Hello @Seun Ore ,
I understand that you would like to force IP whitelisting on your Azure VPN gateway.
If your requirement is to restrict/configure more specific routes/address prefixes from your on-premises to Azure:
You can use BGP to support automatic and flexible prefix updates. BGP can also enable transit routing among multiple networks by propagating routes a BGP gateway learns from one BGP peer to all other BGP peers. With BGP, you only need to declare a minimum prefix to a specific BGP peer over the IPsec S2S VPN tunnel. You can control which on-premises network prefixes you want to advertise to Azure to allow your Azure Virtual Network to access.
Refer: https://learn.microsoft.com/en-us/azure/vpn-gateway/vpn-gateway-bgp-overview
But if your requirement is to restrict/configure more specific routes/address prefixes via the VPN tunnel from Azure to your on-premises:
You can do so using the New-AzIpsecTrafficSelectorPolicy
command.
Traffic selectors can be defined via the trafficSelectorPolicies attribute on a connection via the New-AzIpsecTrafficSelectorPolicy PowerShell command. For the specified traffic selector to take effect, ensure the Use Policy Based Traffic Selectors option is enabled.

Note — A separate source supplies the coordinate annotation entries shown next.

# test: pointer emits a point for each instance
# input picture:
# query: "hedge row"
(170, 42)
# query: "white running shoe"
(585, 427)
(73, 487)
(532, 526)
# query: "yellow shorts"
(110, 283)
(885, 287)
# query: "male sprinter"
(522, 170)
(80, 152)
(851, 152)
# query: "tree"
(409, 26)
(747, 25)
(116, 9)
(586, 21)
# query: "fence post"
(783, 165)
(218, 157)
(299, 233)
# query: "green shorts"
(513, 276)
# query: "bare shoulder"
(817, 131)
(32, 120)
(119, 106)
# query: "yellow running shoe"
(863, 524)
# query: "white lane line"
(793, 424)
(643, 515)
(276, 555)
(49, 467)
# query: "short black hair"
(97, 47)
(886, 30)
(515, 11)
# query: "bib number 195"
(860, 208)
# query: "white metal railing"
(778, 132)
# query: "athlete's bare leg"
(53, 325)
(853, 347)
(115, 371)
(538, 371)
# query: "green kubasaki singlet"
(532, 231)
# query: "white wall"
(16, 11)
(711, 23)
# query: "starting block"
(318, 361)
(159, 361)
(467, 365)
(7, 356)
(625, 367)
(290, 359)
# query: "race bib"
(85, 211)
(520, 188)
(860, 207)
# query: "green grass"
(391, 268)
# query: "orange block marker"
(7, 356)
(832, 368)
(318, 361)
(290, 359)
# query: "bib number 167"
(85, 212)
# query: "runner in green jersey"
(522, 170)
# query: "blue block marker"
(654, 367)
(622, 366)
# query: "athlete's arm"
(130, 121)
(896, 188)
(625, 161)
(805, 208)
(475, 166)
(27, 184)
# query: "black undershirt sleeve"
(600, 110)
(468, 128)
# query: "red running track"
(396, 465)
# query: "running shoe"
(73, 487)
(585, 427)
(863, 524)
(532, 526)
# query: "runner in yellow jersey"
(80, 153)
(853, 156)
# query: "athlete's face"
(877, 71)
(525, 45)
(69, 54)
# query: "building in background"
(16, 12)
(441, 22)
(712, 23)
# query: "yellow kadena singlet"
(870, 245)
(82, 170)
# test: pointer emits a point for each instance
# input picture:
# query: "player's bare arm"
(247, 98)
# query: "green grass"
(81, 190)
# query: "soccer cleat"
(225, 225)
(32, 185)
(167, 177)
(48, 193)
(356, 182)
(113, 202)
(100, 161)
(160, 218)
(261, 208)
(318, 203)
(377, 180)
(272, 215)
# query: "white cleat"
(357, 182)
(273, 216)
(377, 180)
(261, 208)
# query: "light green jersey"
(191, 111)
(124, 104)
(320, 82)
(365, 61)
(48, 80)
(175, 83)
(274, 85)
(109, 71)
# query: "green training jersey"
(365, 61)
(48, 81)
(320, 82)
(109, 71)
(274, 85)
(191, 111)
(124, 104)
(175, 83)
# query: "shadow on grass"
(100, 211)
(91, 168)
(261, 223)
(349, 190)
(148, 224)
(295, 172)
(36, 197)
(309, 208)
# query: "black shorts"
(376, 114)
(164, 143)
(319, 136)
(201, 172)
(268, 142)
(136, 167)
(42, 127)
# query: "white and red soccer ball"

The custom configured traffic selectors will be proposed only when an Azure VPN gateway initiates the connection. A VPN gateway accepts any traffic selectors proposed by a remote gateway (on-premises VPN device). This behavior is consistent between all connection modes (Default, InitiatorOnly, and ResponderOnly).
Policy-based traffic selector option can be specified with Default policy, without the custom IPsec/IKE policy.
Ex: Your Vnet address range is 10.0.0.0/23 but you do not want to advertise the whole range to your on-prem via VPN tunnel but would like to advertise smaller ranges such as 10.0.0.0/27, 10.0.0.32/27, 10.0.0.64/26 & so on, then you can define it as below:
$trafficSelectorPolicy = New-AzIpsecTrafficSelectorPolicy -LocalAddressRange ("10.0.0.0/27", "10.0.0.32/27", "10.0.0.64/26") -RemoteAddressRange ("192.168.10.0/24", "172.16.0.0/24")
New-AzVirtualNetworkGatewayConnection -ResourceGroupName $rgname -name $vnetConnectionName -location $location -VirtualNetworkGateway1 $vnetGateway -LocalNetworkGateway2 $localnetGateway -ConnectionType IPsec -RoutingWeight 3 -SharedKey $sharedKey -UsePolicyBasedTrafficSelectors $true -TrafficSelectorPolicy ($trafficSelectorPolicy)
- LocalAddressRange contains the smaller address ranges from within your Azure Vnet.
- RemoteAddressRange contains your on-prem network ranges configured in your local network gateway.
You can also set custom traffic selectors in your VPN connection using Azure Portal as below:
https://learn.microsoft.com/en-us/azure/vpn-gateway/ipsec-ike-policy-howto#policy-parameters
Adding or updating an IPsec/IKE policy could cause a small disruption (a few seconds) as the Azure VPN gateway tears down the existing connection and restarts the IKE handshake to re-establish the IPsec tunnel with the new cryptographic algorithms and parameters. Ensure your on-premises VPN device is also configured with the matching algorithms and key strengths to minimize the disruption.
But this will only affect the connection you are working with. Any other existing connections will not be affected.
Kindly let us know if the above helps or you need further assistance on this issue.